I grew up with TOS, and I loved "How Much for Just the Planet".  I'm going to look into David Mack, because a book depends on the author more than a TV episode, since the actors can add a lot.


----------



## Betsy the Quilter (Oct 27, 2008)

TOS?  TNG?  Typhon?

I watched the original one and that was pretty much it.  I haven't been able to get into any of the others.  I did watch the next-to-latest movie on a plane and enjoyed it, so will probably watch the next one (that just came out) eventually.

Betsy


----------



## telracs (Jul 12, 2009)

Betsy the Quilter said:


> TOS? TNG? Typhon?
> 
> I watched the original one and that was pretty much it. I haven't been able to get into any of the others. I did watch the next-to-latest movie on a plane and enjoyed it, so will probably watch the next one (that just came out) eventually.
> 
> Betsy


TOS= The Original Series
TNG= The Next Generation


----------



## Krista D. Ball (Mar 8, 2011)

The book tie-in for the Star Trek 2009 movie is very good. Plus, it explains all of the plot holes that were cut from the movie!

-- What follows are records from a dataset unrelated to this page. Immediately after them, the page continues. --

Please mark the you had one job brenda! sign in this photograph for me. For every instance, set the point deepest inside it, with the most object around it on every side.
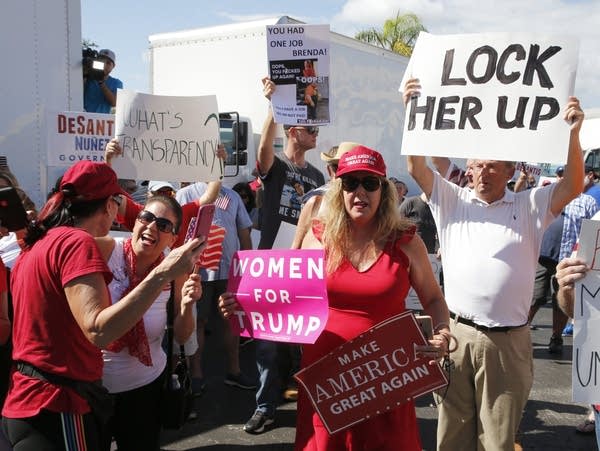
(282, 294)
(497, 96)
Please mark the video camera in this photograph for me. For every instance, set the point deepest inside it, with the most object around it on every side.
(93, 65)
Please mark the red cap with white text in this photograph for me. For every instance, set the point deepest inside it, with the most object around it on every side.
(361, 158)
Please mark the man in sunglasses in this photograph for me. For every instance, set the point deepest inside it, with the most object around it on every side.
(490, 240)
(279, 173)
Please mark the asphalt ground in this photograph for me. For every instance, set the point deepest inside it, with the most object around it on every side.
(548, 422)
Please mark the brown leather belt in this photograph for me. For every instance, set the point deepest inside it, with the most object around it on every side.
(468, 322)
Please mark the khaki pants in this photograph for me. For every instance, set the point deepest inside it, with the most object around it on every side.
(488, 389)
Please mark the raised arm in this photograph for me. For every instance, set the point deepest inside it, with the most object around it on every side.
(417, 165)
(571, 184)
(266, 154)
(101, 322)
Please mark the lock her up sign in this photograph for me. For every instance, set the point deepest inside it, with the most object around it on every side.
(494, 96)
(282, 294)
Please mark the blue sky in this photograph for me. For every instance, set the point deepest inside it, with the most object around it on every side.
(124, 26)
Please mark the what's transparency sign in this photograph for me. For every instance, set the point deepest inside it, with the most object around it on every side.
(282, 294)
(73, 136)
(167, 137)
(482, 93)
(586, 310)
(371, 374)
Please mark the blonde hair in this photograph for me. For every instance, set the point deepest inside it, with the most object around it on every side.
(337, 233)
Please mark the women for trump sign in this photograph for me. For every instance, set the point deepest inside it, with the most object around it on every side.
(281, 293)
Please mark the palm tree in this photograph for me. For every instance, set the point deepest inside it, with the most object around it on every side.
(398, 35)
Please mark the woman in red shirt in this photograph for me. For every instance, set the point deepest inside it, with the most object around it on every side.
(63, 314)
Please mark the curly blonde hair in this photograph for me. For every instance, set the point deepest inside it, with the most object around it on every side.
(337, 233)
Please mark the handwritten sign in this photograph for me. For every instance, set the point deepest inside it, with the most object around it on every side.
(529, 168)
(282, 294)
(482, 93)
(73, 136)
(412, 300)
(299, 66)
(167, 137)
(586, 341)
(371, 374)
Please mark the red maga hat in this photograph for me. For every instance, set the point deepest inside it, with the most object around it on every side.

The audiobook is fabulous; Zachery Quinto does a mean Chris Pine!


----------



## FrankZubek (Aug 31, 2010)

Any of the Christopher Bennett novels are worth getting- especially if you enjoy time travel


----------



## Krista D. Ball (Mar 8, 2011)

I only read this The Struggle Within, but it was really good.


----------



## Avis Black (Jun 12, 2012)

The Star Trek books I've read were the Alan Dean Foster novelizations.  I also recall enjoying The Wounded Sky by Diane Duane, which was one of the best of the early ones.  I stay strictly with the original cast because of the chemistry between the personalities.


----------



## Cliff Ball (Apr 10, 2010)

I read a lot of Star Trek novels. I'm currently catching up on the Typhon Pact series and just read three books by David Mack called "Cold Equations." Which is about Data, B4, and their creator Noonien Soong.

I mostly read TNG and Voyager novels, along with the Department of Temporal Investigations, most of the _Titan_ novels, and I read the first four novels in the New Frontier series, but that series didn't really interest me. If I've read any TOS lately, it was all of Shatner's novels about Kirk. I don't think I've read any TOS since high school back in the early 90's.


----------



## Krista D. Ball (Mar 8, 2011)

Cliff Ball said:


> I read a lot of Star Trek novels. I'm currently catching up on the Typhon Pact series and just read three books by David Mack called "Cold Equations." Which is about Data, B4, and their creator Noonien Soong.
> 
> I mostly read TNG and Voyager novels, along with the Department of Temporal Investigations, most of the _Titan_ novels, and I read the first four novels in the New Frontier series, but that series didn't really interest me. If I've read any TOS lately, it was all of Shatner's novels about Kirk. I don't think I've read any TOS since high school back in the early 90's.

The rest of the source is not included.